A par da confiança na ajuda divina, temos de esforçar-nos pessoalmente por


corresponder às sucessivas chamadas que o Senhor nos dirige ao longo da
vida. Porque a entrega a Deus exigida pela vocação não se esgota numa só
decisão nem numa determinada época da vida. Deus continua a chamar,
continua a pedir até o fim...

Por vezes, a fidelidade ao Senhor pode custar; mas se recorrermos a Ele,


compreenderemos que o seu jugo é suave e a sua carga leve7, e esse peso
converte-se em alegria. Deus nunca nos pedirá mais do que aquilo que
podemos dar. Ele conhece-nos bem e conta com a fraqueza humana, com os
nossos defeitos e erros. Ao mesmo tempo, conta com a nossa sinceridade e
com a nossa humilde vontade de recomeçar.
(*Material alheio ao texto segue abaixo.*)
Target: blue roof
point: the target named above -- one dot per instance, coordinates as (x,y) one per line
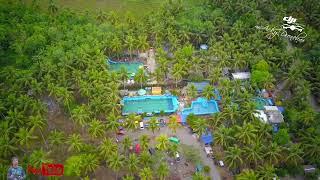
(207,138)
Na Virgem, nossa Mãe, está posta a nossa esperança de perseverarmos


nos momentos difíceis e sempre. N’Ela encontramos a fortaleza que não
temos. “Ama a Senhora. E Ela te obterá graça abundante para venceres nesta
luta quotidiana. – E de nada servirão ao maldito essas coisas perversas, que
sobem e sobem, fervendo dentro de ti, até quererem sufocar, com a sua
podridão bem cheirosa, os grandes ideais, os mandamentos sublimes que o
próprio Cristo pôs no teu coração. – «Serviam!»”8 Servirei!

(1) Ef 1, 4-6; Primeira leitura da missa da quinta-feira da vigésima oitava semana do Tempo
Comum, ano II; (2) 2 Cor 1, 21-22; (3) João Paulo II, Exortação Apostólica Christifideles laici,
30.12.88, 58; (4) José Luis Illanes, Mundo y santidad, Rialp, Madrid, 1984, pág. 109; (5) João
Paulo II, Exortação Apostólica Christifideles laici; (6) São Francisco de Sales, Tratado do amor
de Deus, III, 4; (7) cfr. Mt 11, 30; (8) São Josemaría Escrivá, Caminho, n. 493.